Tidak hanya keahlian bernyanyi mereka yang bermasalah karena tak perlu mendengar lebih jauh untuk mengetahui kekurangan lain yang terletak pada petikan buta nada dan ritme dari sang gitaris yang sebenarnya paling tampan di antara mereka berempat.

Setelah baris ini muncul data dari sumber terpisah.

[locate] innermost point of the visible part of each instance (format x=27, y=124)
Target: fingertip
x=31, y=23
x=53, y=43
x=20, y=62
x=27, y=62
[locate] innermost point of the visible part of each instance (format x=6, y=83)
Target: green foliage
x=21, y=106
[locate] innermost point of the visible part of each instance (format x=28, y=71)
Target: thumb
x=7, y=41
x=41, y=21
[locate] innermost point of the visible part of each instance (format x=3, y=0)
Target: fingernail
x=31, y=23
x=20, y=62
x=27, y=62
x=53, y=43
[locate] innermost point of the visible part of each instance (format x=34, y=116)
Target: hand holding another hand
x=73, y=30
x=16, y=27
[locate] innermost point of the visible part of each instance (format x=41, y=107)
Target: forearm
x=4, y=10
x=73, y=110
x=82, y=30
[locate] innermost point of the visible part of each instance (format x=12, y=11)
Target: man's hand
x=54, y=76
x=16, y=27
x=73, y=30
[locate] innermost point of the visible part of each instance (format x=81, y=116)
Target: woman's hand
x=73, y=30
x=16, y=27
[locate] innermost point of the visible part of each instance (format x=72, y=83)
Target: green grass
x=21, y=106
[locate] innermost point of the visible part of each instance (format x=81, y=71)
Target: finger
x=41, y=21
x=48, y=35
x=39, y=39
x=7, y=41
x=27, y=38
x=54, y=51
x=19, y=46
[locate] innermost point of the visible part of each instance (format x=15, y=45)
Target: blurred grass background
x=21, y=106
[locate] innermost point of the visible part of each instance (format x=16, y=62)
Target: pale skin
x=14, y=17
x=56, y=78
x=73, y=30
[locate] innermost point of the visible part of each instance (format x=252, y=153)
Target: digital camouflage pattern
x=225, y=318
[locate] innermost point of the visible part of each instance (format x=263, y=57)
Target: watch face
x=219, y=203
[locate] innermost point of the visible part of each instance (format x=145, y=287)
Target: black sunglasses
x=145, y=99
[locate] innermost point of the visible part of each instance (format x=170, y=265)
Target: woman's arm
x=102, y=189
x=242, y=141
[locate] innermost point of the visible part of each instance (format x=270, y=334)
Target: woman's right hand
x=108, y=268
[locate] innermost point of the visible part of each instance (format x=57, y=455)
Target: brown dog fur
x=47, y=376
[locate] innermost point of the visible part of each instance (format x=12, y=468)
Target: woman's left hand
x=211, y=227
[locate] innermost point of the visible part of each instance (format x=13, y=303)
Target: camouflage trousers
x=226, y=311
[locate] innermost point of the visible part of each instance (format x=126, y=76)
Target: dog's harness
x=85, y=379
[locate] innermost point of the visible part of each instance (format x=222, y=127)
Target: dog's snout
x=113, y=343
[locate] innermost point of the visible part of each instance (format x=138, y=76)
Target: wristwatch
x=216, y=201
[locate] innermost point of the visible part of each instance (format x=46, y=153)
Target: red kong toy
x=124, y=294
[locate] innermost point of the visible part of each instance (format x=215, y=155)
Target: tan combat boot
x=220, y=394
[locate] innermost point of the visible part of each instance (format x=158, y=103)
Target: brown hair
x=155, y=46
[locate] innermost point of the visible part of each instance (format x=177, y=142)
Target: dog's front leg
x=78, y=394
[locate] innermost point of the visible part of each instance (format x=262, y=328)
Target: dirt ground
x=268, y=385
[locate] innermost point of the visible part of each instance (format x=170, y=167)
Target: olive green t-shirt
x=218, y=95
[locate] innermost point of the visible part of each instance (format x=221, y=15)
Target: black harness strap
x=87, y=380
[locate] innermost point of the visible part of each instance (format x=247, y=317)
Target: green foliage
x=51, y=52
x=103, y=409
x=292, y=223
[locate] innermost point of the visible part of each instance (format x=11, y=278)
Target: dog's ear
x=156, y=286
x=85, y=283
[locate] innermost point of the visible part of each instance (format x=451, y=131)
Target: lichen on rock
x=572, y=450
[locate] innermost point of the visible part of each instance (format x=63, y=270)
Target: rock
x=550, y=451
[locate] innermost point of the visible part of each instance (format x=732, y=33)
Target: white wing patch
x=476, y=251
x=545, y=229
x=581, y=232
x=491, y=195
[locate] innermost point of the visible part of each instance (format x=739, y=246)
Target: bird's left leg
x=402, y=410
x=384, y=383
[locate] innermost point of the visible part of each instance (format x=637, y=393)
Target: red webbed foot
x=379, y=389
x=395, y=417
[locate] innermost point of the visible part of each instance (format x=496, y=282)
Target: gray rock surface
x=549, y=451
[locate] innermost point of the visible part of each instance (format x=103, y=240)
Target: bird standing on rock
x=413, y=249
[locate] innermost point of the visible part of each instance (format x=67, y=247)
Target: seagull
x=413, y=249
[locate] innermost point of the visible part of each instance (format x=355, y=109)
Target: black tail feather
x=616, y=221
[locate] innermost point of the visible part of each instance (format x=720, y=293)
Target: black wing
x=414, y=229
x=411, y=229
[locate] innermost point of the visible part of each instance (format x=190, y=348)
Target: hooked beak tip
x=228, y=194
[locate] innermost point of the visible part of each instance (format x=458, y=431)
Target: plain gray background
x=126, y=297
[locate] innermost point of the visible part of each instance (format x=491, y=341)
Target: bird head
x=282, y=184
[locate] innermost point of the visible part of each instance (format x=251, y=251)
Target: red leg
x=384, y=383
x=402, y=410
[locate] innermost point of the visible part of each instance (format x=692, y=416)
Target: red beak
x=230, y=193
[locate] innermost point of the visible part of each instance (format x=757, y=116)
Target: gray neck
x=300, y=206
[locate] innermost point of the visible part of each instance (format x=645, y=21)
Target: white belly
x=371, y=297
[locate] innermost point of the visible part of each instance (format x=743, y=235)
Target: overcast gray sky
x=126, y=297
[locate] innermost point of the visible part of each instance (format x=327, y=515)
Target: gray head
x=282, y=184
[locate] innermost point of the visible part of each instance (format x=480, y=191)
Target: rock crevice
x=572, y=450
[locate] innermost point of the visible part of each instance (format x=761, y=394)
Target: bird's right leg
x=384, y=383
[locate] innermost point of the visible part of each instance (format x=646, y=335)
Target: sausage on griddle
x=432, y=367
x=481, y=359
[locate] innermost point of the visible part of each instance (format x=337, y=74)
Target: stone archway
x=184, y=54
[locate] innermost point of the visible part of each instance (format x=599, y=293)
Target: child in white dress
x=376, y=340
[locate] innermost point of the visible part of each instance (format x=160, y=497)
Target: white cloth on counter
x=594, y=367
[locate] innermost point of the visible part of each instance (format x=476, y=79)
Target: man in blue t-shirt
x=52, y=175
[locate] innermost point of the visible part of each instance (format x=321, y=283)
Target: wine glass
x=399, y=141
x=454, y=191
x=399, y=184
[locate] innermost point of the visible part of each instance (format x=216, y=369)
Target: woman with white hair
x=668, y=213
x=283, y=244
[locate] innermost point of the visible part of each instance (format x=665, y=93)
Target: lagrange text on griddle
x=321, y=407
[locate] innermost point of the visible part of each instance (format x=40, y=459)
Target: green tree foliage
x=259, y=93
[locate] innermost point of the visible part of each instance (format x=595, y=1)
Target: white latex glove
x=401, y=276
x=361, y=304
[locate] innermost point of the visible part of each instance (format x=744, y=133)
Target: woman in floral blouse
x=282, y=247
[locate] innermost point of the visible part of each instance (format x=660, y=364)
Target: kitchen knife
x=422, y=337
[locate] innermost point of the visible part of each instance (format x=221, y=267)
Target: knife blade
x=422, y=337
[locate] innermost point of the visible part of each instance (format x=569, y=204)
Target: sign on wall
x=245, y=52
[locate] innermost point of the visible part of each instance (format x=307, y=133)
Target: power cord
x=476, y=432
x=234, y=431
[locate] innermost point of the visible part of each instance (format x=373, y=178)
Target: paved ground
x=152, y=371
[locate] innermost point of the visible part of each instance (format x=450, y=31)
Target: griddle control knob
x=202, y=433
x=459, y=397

Baiklah, memang tidak ada hubungan langsung antara berwajah menawan dan keahlian bernyanyi, tapi bila memiliki keduanya tentu hidup akan lebih menyenangkan. Mungkin.
***
Selesai melayani para tamu, Daniel berjalan santai menuju pondok kecil di tengah hutan bambu buatan yang menjadi sumber nafkah selama ini. Sudut matanya menangkah sesuatu hingga ia terhenti dan menoleh pada seberkas cahaya putih yang disertai kabut tipis datang dari arah pantai.
Ia mengayun langkah kembali menuju tepi pantai dan baru berhenti sewaktu lututnya terendam air. Kabut tipis yang dilihat tadi perlahan merangkak mendekati. Tidak ada raut panik atau ketakutan di wajah Daniel yang justru malah mengumbar senyum hingga ia dinaungi kabut. Dalam sekejap Daniel terkungkung kabut yang perlahan menebal.

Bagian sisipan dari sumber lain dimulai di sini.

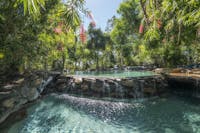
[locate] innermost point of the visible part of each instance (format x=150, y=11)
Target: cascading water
x=106, y=88
x=119, y=89
x=65, y=113
x=44, y=84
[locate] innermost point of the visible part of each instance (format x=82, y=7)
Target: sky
x=102, y=10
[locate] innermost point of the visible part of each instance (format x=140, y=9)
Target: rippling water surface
x=70, y=114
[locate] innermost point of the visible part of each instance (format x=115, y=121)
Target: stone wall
x=109, y=87
x=184, y=85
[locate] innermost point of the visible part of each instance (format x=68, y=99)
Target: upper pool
x=116, y=74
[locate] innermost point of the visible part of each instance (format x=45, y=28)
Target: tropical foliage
x=44, y=34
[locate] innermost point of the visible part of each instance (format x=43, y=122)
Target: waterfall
x=119, y=89
x=197, y=88
x=44, y=84
x=139, y=89
x=106, y=87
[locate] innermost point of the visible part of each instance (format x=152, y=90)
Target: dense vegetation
x=44, y=34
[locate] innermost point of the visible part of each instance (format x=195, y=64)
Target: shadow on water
x=171, y=114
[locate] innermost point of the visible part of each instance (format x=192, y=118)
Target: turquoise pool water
x=117, y=74
x=70, y=114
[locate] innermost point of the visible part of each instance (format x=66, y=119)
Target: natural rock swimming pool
x=116, y=74
x=65, y=113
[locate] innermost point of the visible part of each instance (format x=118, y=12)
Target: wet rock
x=9, y=103
x=97, y=86
x=150, y=91
x=78, y=80
x=127, y=82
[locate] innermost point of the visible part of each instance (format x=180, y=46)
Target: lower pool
x=116, y=74
x=71, y=114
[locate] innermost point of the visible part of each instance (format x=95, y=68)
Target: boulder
x=151, y=91
x=127, y=82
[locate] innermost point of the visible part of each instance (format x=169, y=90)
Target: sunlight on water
x=70, y=114
x=117, y=74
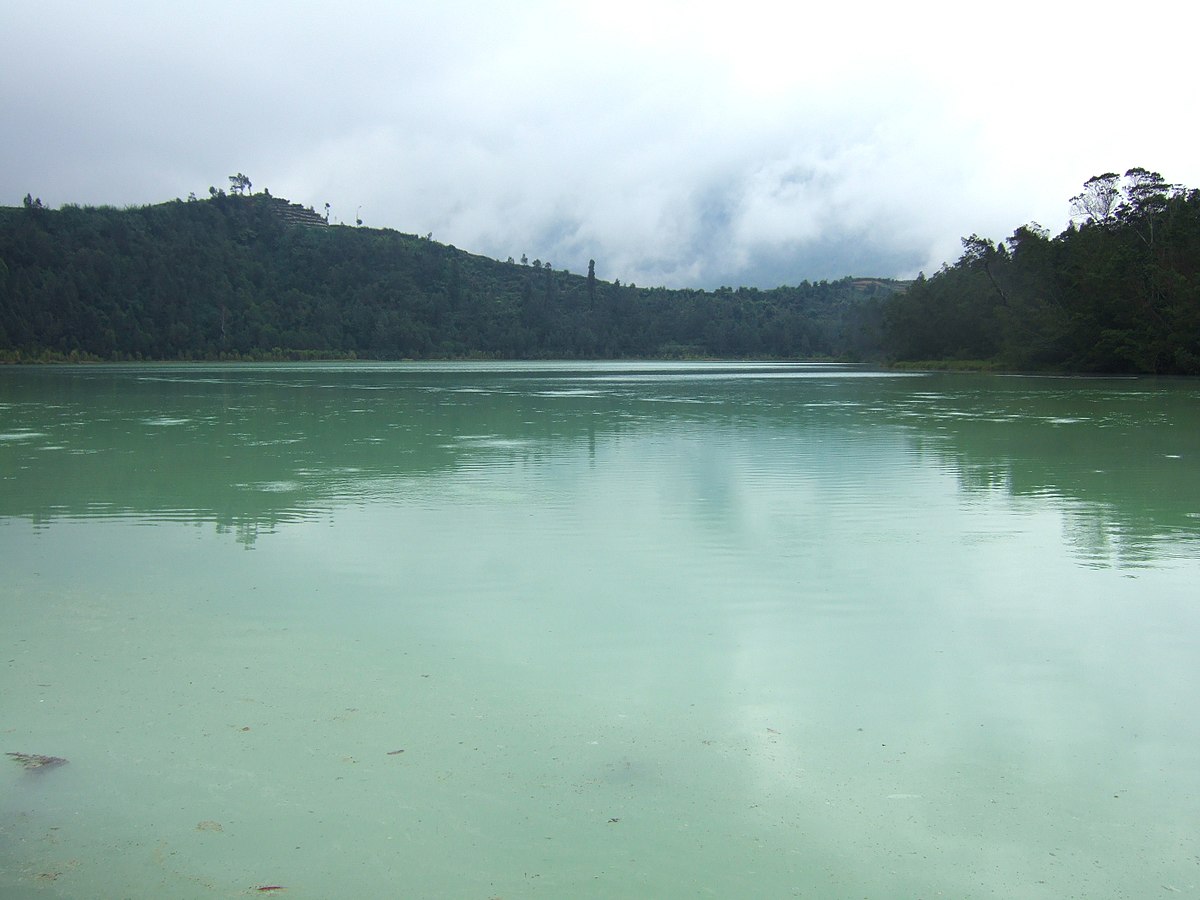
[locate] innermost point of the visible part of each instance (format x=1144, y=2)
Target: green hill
x=239, y=276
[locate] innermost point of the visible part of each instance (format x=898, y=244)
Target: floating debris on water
x=36, y=762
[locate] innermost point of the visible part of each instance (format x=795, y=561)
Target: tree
x=239, y=184
x=1099, y=198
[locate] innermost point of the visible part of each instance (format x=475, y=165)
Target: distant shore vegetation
x=246, y=276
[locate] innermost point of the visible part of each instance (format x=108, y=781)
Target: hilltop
x=253, y=276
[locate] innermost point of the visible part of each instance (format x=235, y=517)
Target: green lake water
x=598, y=630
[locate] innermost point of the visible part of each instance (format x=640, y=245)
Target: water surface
x=598, y=630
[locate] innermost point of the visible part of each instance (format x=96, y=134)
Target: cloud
x=681, y=144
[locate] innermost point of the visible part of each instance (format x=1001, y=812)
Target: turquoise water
x=598, y=630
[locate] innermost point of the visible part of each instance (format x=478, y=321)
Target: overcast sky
x=687, y=144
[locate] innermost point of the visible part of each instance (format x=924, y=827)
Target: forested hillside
x=239, y=276
x=1117, y=292
x=251, y=276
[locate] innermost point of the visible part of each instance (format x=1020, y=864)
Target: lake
x=598, y=630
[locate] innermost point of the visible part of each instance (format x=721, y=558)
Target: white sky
x=688, y=144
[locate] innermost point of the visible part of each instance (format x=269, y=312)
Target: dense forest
x=252, y=276
x=1117, y=292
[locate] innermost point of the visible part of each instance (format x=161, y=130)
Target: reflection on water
x=598, y=630
x=250, y=448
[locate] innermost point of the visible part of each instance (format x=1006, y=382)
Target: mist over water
x=597, y=630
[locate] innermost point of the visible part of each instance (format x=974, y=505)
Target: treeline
x=251, y=276
x=245, y=276
x=1117, y=292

"Hei, hei ... kalian lihat itu? Dan—Daniel ditelan kabut!" Lay, lajang yang menolak menikah karena pengalaman getirnya dengan wanita, menyikut Nick di sampingnya yang telah mabuk setelah menenggak habis sekaleng minuman beralkohol.

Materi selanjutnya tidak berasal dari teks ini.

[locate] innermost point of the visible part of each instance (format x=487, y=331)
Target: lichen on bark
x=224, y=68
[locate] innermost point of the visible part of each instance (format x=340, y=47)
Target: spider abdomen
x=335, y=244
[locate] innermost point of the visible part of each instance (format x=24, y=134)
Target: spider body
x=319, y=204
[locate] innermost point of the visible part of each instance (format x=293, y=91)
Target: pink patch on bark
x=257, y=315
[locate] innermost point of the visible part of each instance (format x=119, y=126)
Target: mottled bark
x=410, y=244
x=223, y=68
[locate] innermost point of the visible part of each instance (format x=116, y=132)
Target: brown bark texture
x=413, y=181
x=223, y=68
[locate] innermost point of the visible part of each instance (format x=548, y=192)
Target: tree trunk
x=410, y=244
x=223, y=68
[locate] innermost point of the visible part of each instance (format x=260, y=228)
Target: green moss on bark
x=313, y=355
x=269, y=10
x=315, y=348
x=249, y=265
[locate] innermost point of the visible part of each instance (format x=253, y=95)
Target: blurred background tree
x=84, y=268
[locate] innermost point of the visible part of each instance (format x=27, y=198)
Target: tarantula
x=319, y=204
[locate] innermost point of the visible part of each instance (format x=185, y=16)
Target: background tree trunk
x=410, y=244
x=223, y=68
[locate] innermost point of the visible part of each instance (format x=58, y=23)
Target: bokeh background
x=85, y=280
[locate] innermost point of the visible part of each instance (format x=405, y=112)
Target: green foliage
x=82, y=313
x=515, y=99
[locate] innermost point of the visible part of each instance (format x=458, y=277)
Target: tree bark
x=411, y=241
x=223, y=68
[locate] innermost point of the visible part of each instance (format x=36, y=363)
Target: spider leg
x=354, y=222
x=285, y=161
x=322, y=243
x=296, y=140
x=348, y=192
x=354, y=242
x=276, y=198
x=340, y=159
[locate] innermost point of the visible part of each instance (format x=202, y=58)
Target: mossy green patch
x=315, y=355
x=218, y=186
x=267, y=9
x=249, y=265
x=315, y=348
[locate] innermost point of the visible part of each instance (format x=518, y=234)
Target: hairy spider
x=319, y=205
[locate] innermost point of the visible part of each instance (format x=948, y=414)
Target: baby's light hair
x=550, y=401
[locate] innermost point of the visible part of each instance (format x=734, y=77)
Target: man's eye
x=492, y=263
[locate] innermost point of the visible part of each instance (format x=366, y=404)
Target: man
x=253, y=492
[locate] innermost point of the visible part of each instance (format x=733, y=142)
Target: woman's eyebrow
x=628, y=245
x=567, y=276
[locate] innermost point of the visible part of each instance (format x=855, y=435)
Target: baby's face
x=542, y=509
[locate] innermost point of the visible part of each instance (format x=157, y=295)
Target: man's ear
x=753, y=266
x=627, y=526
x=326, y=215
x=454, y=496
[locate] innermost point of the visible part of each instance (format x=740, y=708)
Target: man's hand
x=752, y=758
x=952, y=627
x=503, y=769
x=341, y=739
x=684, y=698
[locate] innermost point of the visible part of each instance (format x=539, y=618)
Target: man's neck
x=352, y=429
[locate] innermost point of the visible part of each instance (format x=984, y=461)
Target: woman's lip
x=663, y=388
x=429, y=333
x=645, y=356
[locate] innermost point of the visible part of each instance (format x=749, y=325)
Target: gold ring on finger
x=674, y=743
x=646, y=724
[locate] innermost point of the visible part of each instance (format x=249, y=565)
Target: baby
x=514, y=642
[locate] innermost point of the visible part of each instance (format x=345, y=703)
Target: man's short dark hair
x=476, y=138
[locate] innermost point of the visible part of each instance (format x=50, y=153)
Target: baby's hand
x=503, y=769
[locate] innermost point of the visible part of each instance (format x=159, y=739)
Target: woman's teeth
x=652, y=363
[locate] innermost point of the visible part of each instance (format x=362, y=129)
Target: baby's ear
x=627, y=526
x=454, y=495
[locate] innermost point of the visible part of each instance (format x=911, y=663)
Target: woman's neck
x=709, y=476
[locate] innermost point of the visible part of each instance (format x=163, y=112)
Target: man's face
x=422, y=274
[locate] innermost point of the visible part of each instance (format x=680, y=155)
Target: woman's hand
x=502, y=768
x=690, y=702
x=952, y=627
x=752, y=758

"Hmm, yeah kabut ... cantik, dia ditelan si cantik! Wuahahahahaha ...," racau Nick.
"Yah ... baru satu kaleng udah kumat!" Sang gitaris buta nada yang merasa sangat ahli bermusik menggelengkan kepala melihat kondisi Nick yang sedari dulu kadar toleransinya terhadap alkohol paling menyedihkan di antara mereka.
"Tama ... kemari cantik, sini kupeluk ... Tamaaa ...." Nick berdiri dan merentangkan tangan lebar-lebar sambil berlari ke arah kabut yang telah menelan penyedia minuman dan makanan kecil mereka. Tama adalah kucing betina persia berbulu putih peliharaannya.
"Nick!" Lay langsung mengejar Nick karena orang mabuk yang bertemu dengan air, apalagi dalam jumlah yang banyak bukanlah perpaduan yang serasi. Arus yang kuat akan dengan mudah menyeret Nick dari tepi pantai dan menenggelamkannya.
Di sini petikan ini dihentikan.